His instincts were spot-on. The power-hungry group of five swiveled the blades in their palms and held them high into the air as they disappeared behind the green heaps of metal. Dull thuds resonated in Ruan’s ears: the sound of heavy bodies falling to the concrete.

“Damn it.” No one, a bloodlusting vamp or otherwise, deserved to be ambushed by a wild pack of therians. Ruan acted fast, pointing to Twitch, who was a burly sucker with an eager trigger finger and shifty eyes. “You get yourselves to a shadowed position on this side of the

Dumpsters and wait for my mark. Go!”

Pixie and Twitch stepped into the middle of the alley, dodging from shadow to shadow, guns outstretched.

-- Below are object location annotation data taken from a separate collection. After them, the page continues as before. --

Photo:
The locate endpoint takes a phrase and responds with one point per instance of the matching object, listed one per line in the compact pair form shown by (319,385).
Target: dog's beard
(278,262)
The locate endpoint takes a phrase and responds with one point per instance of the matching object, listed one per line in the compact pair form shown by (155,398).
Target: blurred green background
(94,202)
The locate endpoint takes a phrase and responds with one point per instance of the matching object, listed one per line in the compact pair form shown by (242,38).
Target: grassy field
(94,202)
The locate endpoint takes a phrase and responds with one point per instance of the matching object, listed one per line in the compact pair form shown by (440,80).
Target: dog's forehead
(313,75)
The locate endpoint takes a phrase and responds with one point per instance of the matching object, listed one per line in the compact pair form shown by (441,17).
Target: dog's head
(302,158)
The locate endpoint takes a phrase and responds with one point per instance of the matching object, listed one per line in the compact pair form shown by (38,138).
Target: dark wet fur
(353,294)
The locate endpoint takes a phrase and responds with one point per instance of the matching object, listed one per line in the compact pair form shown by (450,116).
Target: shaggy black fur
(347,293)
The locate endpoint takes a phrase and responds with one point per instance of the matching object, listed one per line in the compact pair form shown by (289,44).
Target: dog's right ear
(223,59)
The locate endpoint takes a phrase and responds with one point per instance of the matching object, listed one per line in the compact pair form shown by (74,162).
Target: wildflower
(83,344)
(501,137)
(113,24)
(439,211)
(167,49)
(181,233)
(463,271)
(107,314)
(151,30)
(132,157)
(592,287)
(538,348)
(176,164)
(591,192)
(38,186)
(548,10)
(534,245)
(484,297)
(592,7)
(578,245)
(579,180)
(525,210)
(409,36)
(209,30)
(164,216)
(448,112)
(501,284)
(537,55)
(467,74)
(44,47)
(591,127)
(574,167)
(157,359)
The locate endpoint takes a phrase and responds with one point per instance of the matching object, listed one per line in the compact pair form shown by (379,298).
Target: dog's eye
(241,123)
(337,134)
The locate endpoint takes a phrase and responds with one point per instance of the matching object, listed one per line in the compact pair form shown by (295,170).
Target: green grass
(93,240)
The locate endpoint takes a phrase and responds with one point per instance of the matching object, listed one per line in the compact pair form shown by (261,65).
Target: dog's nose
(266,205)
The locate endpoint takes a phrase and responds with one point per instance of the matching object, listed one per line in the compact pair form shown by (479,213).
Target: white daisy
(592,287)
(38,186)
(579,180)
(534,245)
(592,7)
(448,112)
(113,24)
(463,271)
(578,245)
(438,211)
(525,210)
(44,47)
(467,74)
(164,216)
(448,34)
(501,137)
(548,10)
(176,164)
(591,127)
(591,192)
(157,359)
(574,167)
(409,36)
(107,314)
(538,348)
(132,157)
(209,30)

Ruan turned to Dante. “You stay here and block this exit to the club. Don’t let anyone out this door, you understand? Don’t let anything take you away from this post and watch the street behind you. A therian walks by this alley, you take care of business, all right?”

Dante nodded, withdrawing his blade.

“I’m going to the roof to drop in on their little party. We’re going to show these therians what it’s like to be ganged up on.”

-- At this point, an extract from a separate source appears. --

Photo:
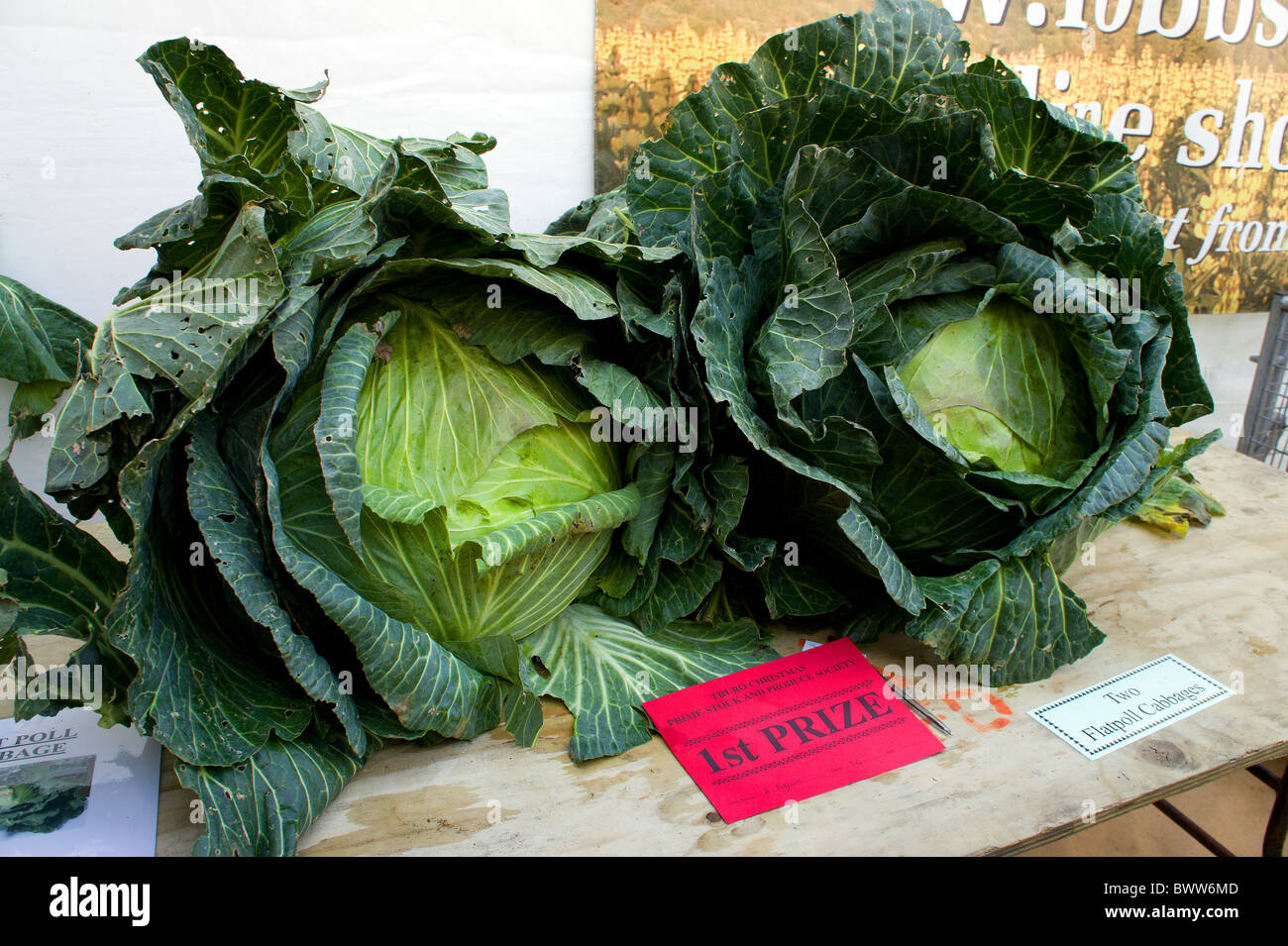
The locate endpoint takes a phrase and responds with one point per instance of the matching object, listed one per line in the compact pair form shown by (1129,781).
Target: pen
(918,709)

Dante growled in excitement, his eyes narrowing to determined slits.

Ruan only made it a few strides before flashes of brilliant white light engulfed the area behind the Dumpsters. Like a strobe light gone haywire, the area flashed between light and dark so quickly, Pixie and Twitch looked disjointed. Like their movements were staccato and forced, instead of fluid, like the attack maneuvers Ruan had taught them over the last month.

What the hell was going on?
The whole place was lighting up like their Winter Solstice celebration.

His trainees eyed him intensely, their eyes full of surprise and wonder. They were as confused about the situation as he was. Unlike him, their surprise made them stupid. They rounded the Dumpster on their own command, knives at the ready.

The strobe lights died out. Darkness reigned. Pixie screamed.

Running full-speed with gun drawn, desperate to save his team and get the hell out of there, Ruan turned the corner of the Dumpster, squinted into the light, and stopped. A beast of a man—well over six feet tall, with short stubbly hair and skin pale as the moon—hovered over a pile of crumpled forms on the ground: two vamps and Pixie and Twitch. The light surrounded him like it came from him. It formed a perfect, pure circle of light.